Over 90 per cent of the community in Kimba participated in the vote, with 61.58 per cent voting yes and 38.42 per cent voting no. This significant level of community support for the site being built in Kimba reveals how engaged the community there have been throughout the process and how the local community understands the strong economic case for a nuclear industry.

I note that a site in the Flinders Ranges Council area in rural South Australia is also being considered, and their community is also conducting a similar ballot of their own. The successful location will be the beneficiary of a federal community development package of up to $31 million, including a $21 million community fund to provide long-term support for the region, $8 million of grants to strengthen the economic and skills base of the host community and $3 million from the government’s Indigenous Advancement Strategy to support the delivery of an Aboriginal economic heritage participation plan. This will kickstart infrastructure, apprenticeships and other skills needed to build the facility and will not require fly-in fly-out workers. It will create 45 local jobs and provide an enormous economic benefit to the local community. The Mayor of Kimba, Dean Johnson, has noted: “In times of drought, you just get reminded again of how reliant we are on agriculture. An alternative industry would be good for the town.”
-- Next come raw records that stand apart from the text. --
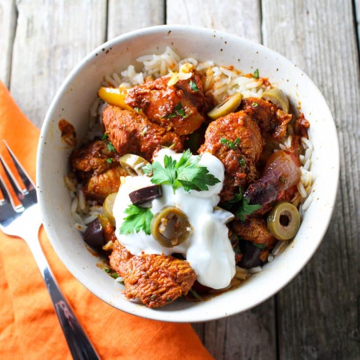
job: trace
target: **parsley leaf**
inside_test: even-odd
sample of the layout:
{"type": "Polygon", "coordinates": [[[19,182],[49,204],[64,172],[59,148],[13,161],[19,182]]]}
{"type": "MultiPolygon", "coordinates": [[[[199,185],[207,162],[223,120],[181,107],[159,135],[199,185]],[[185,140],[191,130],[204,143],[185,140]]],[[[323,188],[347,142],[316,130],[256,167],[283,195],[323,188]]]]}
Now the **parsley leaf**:
{"type": "Polygon", "coordinates": [[[134,230],[137,233],[144,230],[147,235],[151,234],[150,223],[154,215],[150,209],[129,205],[125,213],[128,215],[124,217],[125,221],[120,228],[120,234],[131,234],[134,230]]]}
{"type": "Polygon", "coordinates": [[[181,104],[181,102],[179,102],[176,104],[175,108],[174,108],[174,111],[172,113],[168,114],[166,116],[163,117],[163,119],[170,119],[171,118],[175,118],[177,116],[181,116],[184,119],[188,118],[189,115],[191,114],[187,114],[183,108],[183,105],[181,104]]]}
{"type": "Polygon", "coordinates": [[[153,184],[170,185],[174,192],[181,186],[188,192],[208,190],[208,186],[215,185],[220,180],[209,173],[205,167],[200,166],[198,164],[199,160],[198,156],[192,160],[191,152],[188,149],[183,153],[178,162],[165,155],[164,166],[154,161],[152,165],[148,164],[142,169],[144,173],[152,176],[153,184]]]}
{"type": "Polygon", "coordinates": [[[231,140],[229,140],[225,138],[221,138],[220,139],[220,142],[223,145],[227,145],[231,150],[235,150],[239,146],[239,144],[240,144],[240,138],[237,138],[235,141],[231,141],[231,140]]]}
{"type": "Polygon", "coordinates": [[[246,166],[246,163],[245,162],[245,160],[244,159],[244,157],[241,155],[239,159],[239,163],[240,165],[240,166],[242,167],[244,167],[246,166]]]}
{"type": "Polygon", "coordinates": [[[256,246],[256,247],[259,248],[260,250],[264,250],[266,247],[266,244],[256,244],[253,241],[252,242],[252,244],[254,246],[256,246]]]}
{"type": "Polygon", "coordinates": [[[261,208],[261,205],[257,204],[249,205],[249,199],[243,196],[242,201],[240,203],[239,209],[236,212],[236,216],[242,221],[244,221],[247,215],[251,215],[254,212],[261,208]]]}
{"type": "Polygon", "coordinates": [[[194,91],[198,91],[199,88],[197,87],[197,85],[196,85],[196,83],[193,81],[192,80],[190,80],[190,82],[189,83],[189,85],[190,85],[190,87],[192,89],[192,90],[193,90],[194,91]]]}

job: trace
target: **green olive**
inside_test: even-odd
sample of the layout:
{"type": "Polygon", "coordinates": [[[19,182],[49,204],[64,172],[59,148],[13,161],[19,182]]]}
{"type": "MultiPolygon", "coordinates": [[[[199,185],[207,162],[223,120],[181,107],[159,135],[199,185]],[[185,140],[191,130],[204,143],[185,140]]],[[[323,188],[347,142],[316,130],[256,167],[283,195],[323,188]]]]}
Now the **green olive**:
{"type": "Polygon", "coordinates": [[[120,165],[131,176],[143,175],[142,168],[148,164],[144,158],[134,154],[125,154],[120,158],[120,165]]]}
{"type": "Polygon", "coordinates": [[[115,226],[115,218],[113,215],[113,208],[117,194],[117,192],[113,192],[108,195],[102,205],[102,215],[107,217],[114,226],[115,226]]]}
{"type": "Polygon", "coordinates": [[[219,215],[220,215],[222,219],[225,221],[225,224],[229,223],[235,218],[235,216],[232,213],[230,213],[230,211],[227,211],[227,210],[225,210],[219,206],[214,206],[214,213],[217,212],[219,215]]]}
{"type": "Polygon", "coordinates": [[[242,94],[236,93],[223,100],[217,105],[211,111],[208,113],[208,116],[215,120],[222,116],[232,113],[240,105],[242,99],[242,94]]]}
{"type": "Polygon", "coordinates": [[[184,242],[191,231],[188,216],[175,206],[165,206],[156,214],[150,228],[155,240],[165,247],[173,247],[184,242]]]}
{"type": "Polygon", "coordinates": [[[279,240],[293,238],[300,225],[300,216],[297,209],[289,202],[278,203],[267,216],[267,228],[279,240]]]}
{"type": "Polygon", "coordinates": [[[266,90],[261,95],[261,98],[270,101],[280,108],[284,112],[288,113],[288,96],[280,89],[274,88],[266,90]]]}

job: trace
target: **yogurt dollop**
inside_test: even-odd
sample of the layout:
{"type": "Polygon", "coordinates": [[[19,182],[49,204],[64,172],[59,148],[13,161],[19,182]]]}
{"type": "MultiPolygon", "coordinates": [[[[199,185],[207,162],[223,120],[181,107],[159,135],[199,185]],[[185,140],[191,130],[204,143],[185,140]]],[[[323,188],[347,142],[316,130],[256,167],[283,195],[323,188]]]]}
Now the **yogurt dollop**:
{"type": "MultiPolygon", "coordinates": [[[[182,154],[169,149],[160,150],[154,157],[154,161],[164,164],[166,155],[178,161],[182,154]]],[[[195,157],[193,156],[193,158],[195,157]]],[[[235,274],[235,258],[228,237],[226,225],[232,214],[222,210],[214,210],[220,200],[219,193],[224,180],[224,166],[215,156],[205,153],[201,156],[199,165],[206,167],[209,172],[220,182],[209,186],[209,190],[186,192],[182,187],[175,193],[170,185],[162,185],[163,196],[146,204],[155,215],[164,206],[176,206],[185,213],[192,225],[189,238],[182,243],[173,247],[165,247],[151,235],[143,231],[139,233],[120,234],[119,229],[127,216],[124,212],[131,204],[129,193],[146,186],[153,185],[151,178],[146,175],[126,176],[115,199],[113,214],[116,221],[115,234],[119,241],[133,255],[142,254],[182,254],[193,269],[196,280],[201,284],[215,289],[229,285],[235,274]]]]}

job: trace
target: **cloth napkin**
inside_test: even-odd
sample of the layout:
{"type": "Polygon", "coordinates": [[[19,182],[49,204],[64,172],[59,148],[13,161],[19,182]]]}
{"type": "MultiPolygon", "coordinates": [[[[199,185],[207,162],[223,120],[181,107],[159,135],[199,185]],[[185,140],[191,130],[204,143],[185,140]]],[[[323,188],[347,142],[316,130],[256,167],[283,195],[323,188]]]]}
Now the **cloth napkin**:
{"type": "MultiPolygon", "coordinates": [[[[0,140],[33,179],[39,130],[0,82],[0,140]]],[[[189,324],[143,319],[118,310],[89,291],[57,257],[43,228],[41,243],[61,290],[102,359],[213,358],[189,324]]],[[[71,359],[50,297],[22,240],[0,231],[0,359],[71,359]]]]}

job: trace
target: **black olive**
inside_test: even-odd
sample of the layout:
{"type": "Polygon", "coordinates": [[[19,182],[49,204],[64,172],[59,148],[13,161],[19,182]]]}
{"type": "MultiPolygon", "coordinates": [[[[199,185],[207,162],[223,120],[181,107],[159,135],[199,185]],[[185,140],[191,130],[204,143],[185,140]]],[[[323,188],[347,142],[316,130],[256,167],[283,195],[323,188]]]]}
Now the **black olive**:
{"type": "Polygon", "coordinates": [[[259,257],[261,253],[260,249],[254,246],[250,241],[240,241],[240,245],[242,258],[238,263],[239,266],[244,269],[251,269],[262,264],[259,257]]]}
{"type": "Polygon", "coordinates": [[[152,185],[132,192],[129,194],[129,197],[133,204],[139,205],[162,195],[161,185],[152,185]]]}
{"type": "Polygon", "coordinates": [[[84,241],[88,245],[94,247],[101,248],[104,245],[104,236],[102,234],[102,226],[98,218],[88,225],[85,232],[82,236],[84,241]]]}

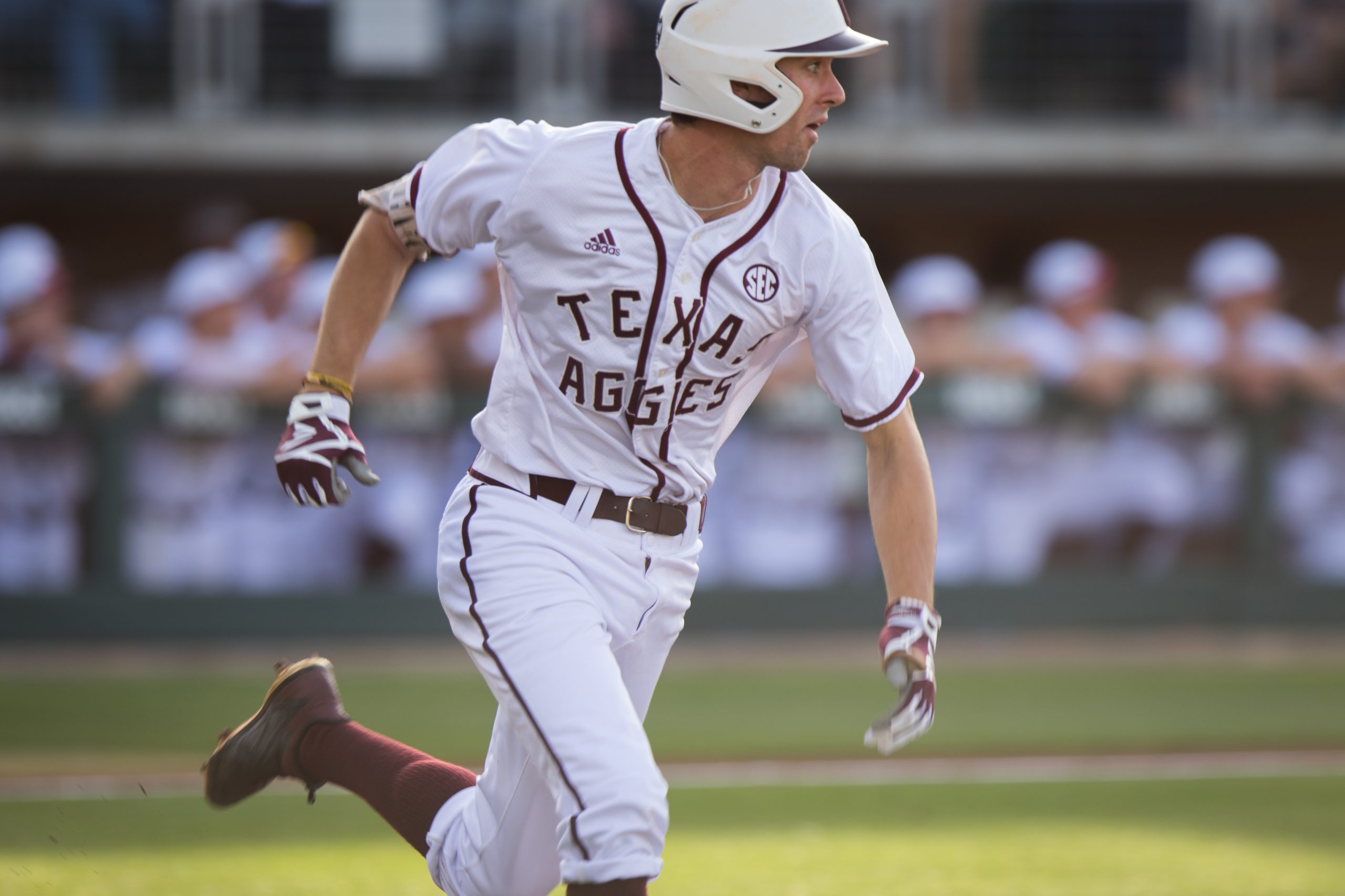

Let me tell you that the Mayor’s comments are accurate and should not be exclusive to Kimba alone; they could well be extrapolated to the state as a whole. South Australia needs new, bold industries like the nuclear industry.

In 2015 the Scarce Royal Commission found that South Australia’s economy would benefit from an expanded exploration and mining industry, the future generation of electricity from nuclear fuel and the safe management and disposal of internationally used nuclear fuel and that the state could benefit by as much as $100 billion over expenditure for the 120-year life cycle of a storage project.

The report confirmed that a visionary proposal to delve into the lucrative world of nuclear technology is possible.

The chance to transform the South Australian economy is right before us. The flow-on effects to the economy would be enormous. Our energy intensive desalination plant could be running year round. Our scientific and tertiary sectors would boom, and with potential customers likes China, India, the United Arab Emirates and other Arab states forging ahead with nuclear generation we’d have customers lining up for storage. Literally billions of dollars are there for the taking. A nuclear industry would mean jobs, growth and real energy for South Australia.

So I congratulate the people of Kimba for engaging in the ballot and supporting the establishment of the new radioactive waste management facility. I look forward to the outcome of the second ballot in rural South Australia. Although I acknowledge this is but an early development, it is my hope that it represents the genesis of a nuclear industry for South Australia.

The economic benefits for my home state and this nation cannot be underestimated and must be explored.